Union Square Slam is thrilled to host a lively open mic, and dynamic duo Raena Shirali and David Winter!!
6:30pm: Free Writing Workshop
7:30pm: Sign-Ups and Socialize
8:00pm: Open Mic
9:00pm: Feature — Raena Shirali and David Winter
// All Ages // Wheelchair Accessible //
Suggested Donation $3-$10
(all proceeds go to supporting the Bureau and sending USS reps to national events)
About our Feature:
Raena Shirali’s collection, GILT, fiercely unveils its first generation, East Indian speakers’ reconciliation of her identity as it engages with and critiques both Indian and American culture’s treatment and expectations of women. David Winter’s chapbook Safe House, and his current manuscript Archived Light, explore how queer and raced bodies live and love in a violent world. By performing their poems in conversation with each other, these two poets pose questions such as: How do we discern safe space from violence in drag? How can fragmentation and lyric explore our unknowable selves, lovers, heritages? How do we reconcile the personal body with the political, the self with its surrounding cultures? How can violence be music, and music be violent? How does communication fail us; how then, can silence (of lovers, families, cultures, nations) be a source of trauma? And can such silences be reclaimed as spaces for meditation or healing?
Indian American poet Raena Shirali’s first book, GILT, is forthcoming in 2017 with YesYes Books, and her poems have appeared or are forthcoming in Blackbird, Crazyhorse, Four Way Review, Indiana Review, Muzzle Magazine, Ninth Letter, and many more. She received her MFA from The Ohio State University. Her honors include a 2016 Pushcart Prize, the 2016 Cosmonauts Avenue Prize, recognition as a finalist for the 2016 Tupelo Quarterly Poetry Prize, the 2014 Gulf Coast Poetry Prize, recognition as a finalist for the 2014 Ruth Lilly Fellowship, and a “Discovery” / Boston Review Poetry Prize in 2013. She will be the Spring 2017 Philip Roth Resident at the Stadler Center for Poetry at Bucknell University, and currently serves as a poetry reader for Muzzle Magazine.
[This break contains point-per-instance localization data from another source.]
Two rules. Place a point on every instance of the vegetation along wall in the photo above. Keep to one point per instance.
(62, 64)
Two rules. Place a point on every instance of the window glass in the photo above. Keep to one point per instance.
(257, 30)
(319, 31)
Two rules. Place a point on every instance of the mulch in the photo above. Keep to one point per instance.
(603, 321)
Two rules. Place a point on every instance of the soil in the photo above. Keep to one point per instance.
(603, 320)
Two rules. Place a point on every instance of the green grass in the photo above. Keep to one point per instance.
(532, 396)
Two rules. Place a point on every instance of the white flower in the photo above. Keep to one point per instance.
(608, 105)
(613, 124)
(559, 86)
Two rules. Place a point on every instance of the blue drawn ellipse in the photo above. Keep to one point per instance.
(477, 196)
David Winter wrote the chapbook Safe House (Thrush Press, 2013), and is currently working on a full-length manuscript entitled Archived Light, which has been a semi-finalist for the Crab Orchard Series in Poetry First Book Award and a finalist for the May Swenson Poetry Award. From 2010-2012 David led creative writing workshops with NYC non-profits in locations such as the LGBT Community Center, the 14th Street Y, Riker’s Island, and PS 279. More recently, he has received an MFA from The Ohio State University, a 2016 Individual Excellence Award from the Ohio Arts Council, and a 2016-18 Stadler Fellowship from Bucknell University. David’s poems appear in publications such as The Baffler, Day One, Four Way Review, Muzzle, Ninth Letter, The Offing, and For Some Time Now: Performance Poets of New York City.